Parents selecting video games for their children should review the ratings provided by the Electronic Software Ratings Board. This can help a parent control the exposure of their children to violent (or otherwise mature) content.
The First Amendment and Violent Video Games
The First Amendment to the U.S. Constitution provides that the government cannot abridge the freedom of speech. Courts have applied a level of review known as strict scrutiny to laws that regulate the content of speech that is protected by the First Amendment. Strict scrutiny requires the government to show that a law serves a compelling interest and uses the least restrictive means to further that interest. The government rarely succeeds in this task.
In 2011, the U.S. Supreme Court reviewed a challenge to a California law regulating the sale or rental of violent video games to children. Writing for the majority, Justice Antonin Scalia ruled that video games qualify for full First Amendment protection, similar to books, plays, and films. Scalia distinguished speech about violence from obscenity, which may be regulated under the First Amendment. He also pointed out that there is no long-standing tradition of restricting children’s access to depictions of violence. Therefore, strict scrutiny was the appropriate standard of review, and the Court found that the law failed to meet this test.
What Justice Scalia Said
“Video games communicate ideas—and even social messages—through many familiar literary devices (such as characters, dialogue, plot, and music) and through features distinctive to the medium (such as the player’s interaction with the virtual world). That suffices to confer First Amendment protection.”
Unhealthy Gaming Habits
Although most children manage gaming successfully, some children may develop unhealthy habits. They may start sleeping less, exercising less, or eating less healthy foods, and they may start taking time away from homework or family time to play video games on their own. Parents may want to stay alert to signs such as a loss of interest in other activities that a child previously enjoyed, lies about the amount of time spent playing video games, steady increases in gaming time, resistance to parents suggesting that they try other activities, and changes in mood when a child starts or stops gaming. Some children may use gaming as a “medicine” to make them feel better whenever something goes wrong, which is not a healthy behavior.
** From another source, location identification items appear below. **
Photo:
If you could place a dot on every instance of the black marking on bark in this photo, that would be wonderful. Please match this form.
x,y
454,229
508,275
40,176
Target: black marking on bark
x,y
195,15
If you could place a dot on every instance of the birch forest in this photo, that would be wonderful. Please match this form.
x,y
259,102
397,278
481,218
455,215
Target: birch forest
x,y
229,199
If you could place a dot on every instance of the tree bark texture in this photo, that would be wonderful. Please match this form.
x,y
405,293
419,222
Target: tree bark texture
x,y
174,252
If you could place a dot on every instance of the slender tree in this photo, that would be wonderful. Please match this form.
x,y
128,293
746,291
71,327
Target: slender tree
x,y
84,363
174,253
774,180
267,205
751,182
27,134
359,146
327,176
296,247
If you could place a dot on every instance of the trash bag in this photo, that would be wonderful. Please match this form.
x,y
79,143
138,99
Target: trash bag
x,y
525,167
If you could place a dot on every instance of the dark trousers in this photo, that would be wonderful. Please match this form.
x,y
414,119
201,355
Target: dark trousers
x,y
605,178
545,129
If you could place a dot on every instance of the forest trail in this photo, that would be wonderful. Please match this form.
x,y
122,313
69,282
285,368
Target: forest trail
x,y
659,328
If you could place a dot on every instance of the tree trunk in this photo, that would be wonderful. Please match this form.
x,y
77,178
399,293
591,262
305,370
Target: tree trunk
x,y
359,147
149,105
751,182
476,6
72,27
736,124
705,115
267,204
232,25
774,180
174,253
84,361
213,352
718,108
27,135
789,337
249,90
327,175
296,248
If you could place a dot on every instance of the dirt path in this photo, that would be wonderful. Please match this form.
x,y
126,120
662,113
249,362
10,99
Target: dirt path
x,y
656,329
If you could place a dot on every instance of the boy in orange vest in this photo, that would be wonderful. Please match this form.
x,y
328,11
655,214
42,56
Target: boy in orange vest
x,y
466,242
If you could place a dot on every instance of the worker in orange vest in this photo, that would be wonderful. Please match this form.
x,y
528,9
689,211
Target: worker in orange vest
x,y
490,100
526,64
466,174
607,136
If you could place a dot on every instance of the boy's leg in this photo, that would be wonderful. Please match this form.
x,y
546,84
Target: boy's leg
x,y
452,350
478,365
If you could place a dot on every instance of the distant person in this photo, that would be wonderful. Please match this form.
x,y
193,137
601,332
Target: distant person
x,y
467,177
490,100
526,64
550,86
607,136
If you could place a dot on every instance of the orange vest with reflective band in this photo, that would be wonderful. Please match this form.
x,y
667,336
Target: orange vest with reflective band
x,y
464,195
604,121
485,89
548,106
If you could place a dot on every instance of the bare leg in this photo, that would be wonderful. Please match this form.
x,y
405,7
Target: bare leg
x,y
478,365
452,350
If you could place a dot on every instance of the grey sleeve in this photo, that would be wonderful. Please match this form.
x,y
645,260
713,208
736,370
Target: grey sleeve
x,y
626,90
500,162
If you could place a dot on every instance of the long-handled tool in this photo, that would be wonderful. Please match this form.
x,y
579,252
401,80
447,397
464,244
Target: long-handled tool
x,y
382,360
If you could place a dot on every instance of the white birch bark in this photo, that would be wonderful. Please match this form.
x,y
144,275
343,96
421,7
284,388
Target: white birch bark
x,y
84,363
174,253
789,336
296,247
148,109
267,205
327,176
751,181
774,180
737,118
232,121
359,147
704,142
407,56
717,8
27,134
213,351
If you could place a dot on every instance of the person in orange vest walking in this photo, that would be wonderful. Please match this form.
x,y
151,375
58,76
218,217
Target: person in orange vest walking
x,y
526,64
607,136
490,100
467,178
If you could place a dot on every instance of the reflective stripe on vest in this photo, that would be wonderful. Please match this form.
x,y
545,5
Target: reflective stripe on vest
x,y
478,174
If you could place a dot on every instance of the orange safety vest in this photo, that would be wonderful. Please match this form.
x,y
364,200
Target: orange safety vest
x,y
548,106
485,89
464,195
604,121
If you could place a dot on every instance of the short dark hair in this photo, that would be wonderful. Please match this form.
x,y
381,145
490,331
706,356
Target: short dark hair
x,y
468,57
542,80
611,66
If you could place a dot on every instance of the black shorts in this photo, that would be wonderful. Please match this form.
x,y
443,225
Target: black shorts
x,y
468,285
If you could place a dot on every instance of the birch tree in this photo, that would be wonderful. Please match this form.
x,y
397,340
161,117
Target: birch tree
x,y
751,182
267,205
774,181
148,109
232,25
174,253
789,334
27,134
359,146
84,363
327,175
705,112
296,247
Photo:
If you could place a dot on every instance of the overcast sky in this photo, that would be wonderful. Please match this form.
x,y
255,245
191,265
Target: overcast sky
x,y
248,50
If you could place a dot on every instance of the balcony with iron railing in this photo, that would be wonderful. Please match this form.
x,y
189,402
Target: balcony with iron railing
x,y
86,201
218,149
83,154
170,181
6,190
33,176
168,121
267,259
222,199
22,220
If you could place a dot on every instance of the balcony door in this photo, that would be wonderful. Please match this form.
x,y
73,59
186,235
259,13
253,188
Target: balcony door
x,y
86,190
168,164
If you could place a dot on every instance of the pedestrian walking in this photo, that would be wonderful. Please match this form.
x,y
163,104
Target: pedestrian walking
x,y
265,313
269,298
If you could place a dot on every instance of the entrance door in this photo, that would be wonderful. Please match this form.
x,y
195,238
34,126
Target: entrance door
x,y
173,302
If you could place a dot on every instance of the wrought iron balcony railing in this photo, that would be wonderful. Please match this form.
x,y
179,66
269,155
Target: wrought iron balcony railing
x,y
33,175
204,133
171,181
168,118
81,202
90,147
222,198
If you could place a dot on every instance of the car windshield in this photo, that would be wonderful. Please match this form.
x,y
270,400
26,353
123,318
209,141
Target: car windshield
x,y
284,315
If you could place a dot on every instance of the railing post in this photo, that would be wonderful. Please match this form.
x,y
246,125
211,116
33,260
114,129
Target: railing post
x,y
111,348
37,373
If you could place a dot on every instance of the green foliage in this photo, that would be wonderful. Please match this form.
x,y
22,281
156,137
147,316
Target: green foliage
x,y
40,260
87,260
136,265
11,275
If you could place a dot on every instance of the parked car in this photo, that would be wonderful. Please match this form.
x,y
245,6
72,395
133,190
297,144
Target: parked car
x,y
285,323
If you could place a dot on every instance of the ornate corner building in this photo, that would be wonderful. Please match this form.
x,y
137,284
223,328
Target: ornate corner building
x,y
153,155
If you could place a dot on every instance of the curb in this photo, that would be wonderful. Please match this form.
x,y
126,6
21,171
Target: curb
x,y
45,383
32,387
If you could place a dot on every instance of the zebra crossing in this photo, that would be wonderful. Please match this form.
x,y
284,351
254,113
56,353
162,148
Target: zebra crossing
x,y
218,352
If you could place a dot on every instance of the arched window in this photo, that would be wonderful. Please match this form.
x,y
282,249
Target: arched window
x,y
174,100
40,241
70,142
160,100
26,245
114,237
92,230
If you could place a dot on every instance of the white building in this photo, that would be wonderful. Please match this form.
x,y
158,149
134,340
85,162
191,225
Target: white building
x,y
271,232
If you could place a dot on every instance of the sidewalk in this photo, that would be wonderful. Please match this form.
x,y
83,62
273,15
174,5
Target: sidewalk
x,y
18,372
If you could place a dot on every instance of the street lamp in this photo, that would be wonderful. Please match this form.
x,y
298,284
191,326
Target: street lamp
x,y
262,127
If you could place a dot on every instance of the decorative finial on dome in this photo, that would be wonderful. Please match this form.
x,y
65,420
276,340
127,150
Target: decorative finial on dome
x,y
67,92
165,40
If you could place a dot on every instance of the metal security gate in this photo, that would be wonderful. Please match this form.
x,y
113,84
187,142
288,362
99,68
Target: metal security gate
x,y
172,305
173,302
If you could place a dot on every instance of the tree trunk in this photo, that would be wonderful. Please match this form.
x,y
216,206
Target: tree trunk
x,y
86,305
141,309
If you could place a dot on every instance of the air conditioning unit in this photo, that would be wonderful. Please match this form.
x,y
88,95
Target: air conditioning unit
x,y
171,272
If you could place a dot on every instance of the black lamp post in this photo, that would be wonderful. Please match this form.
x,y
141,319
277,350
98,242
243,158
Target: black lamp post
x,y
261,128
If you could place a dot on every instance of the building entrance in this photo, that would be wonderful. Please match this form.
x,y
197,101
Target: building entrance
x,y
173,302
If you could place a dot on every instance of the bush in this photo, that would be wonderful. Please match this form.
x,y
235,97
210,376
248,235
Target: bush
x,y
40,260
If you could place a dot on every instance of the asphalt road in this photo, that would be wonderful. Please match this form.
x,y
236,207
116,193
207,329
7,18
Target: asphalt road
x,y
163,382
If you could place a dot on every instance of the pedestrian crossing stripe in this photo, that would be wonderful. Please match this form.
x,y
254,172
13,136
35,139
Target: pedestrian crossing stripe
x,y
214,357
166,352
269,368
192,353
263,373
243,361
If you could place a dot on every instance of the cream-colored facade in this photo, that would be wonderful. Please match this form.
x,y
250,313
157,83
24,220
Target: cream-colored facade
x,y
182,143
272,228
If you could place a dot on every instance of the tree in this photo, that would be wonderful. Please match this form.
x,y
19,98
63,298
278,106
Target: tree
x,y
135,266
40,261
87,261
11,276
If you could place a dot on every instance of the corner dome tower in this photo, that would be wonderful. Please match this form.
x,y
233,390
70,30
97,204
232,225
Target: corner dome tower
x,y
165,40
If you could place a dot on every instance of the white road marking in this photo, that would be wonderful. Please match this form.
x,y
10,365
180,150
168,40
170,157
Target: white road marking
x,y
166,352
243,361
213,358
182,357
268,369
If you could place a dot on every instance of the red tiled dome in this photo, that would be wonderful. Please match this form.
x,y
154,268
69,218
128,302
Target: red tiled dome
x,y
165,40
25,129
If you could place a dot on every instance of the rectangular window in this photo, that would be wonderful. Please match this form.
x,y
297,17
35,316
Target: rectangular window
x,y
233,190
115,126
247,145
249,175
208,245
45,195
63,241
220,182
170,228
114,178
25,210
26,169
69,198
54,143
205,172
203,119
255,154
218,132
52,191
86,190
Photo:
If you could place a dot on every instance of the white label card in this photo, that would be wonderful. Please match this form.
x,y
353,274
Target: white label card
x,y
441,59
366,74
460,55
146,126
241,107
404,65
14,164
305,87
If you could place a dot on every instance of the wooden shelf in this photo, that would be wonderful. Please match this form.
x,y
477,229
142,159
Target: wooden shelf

To avert or reduce these risks, parents may want to limit the amount of time that a child spends playing video games, or consuming visual media in general. They can make clear to their child that they should get their homework or other household tasks done before gaming, and they should stop at a certain hour so that they can get enough sleep. If possible, parents could try to keep gaming in the common areas of the home, rather than allowing a child to play in their bedroom. If a child interacts with strangers online while gaming, parents may want to talk to them about internet safety and privacy. They also should make sure that the child is not using these “internet friends” to replace real-life friends. If a child seems to like video games for their competitive element, parents might suggest that they try a sport. This may help them get more exercise and make friends with similar interests while providing the same competitive spark.
Modeling Gaming Behaviors
Parents who also play video games should realize that their children may imitate their behavior, consciously or subconsciously. Thus, if they want to persuade their children to adopt certain gaming habits, they should adopt those habits for their own gaming.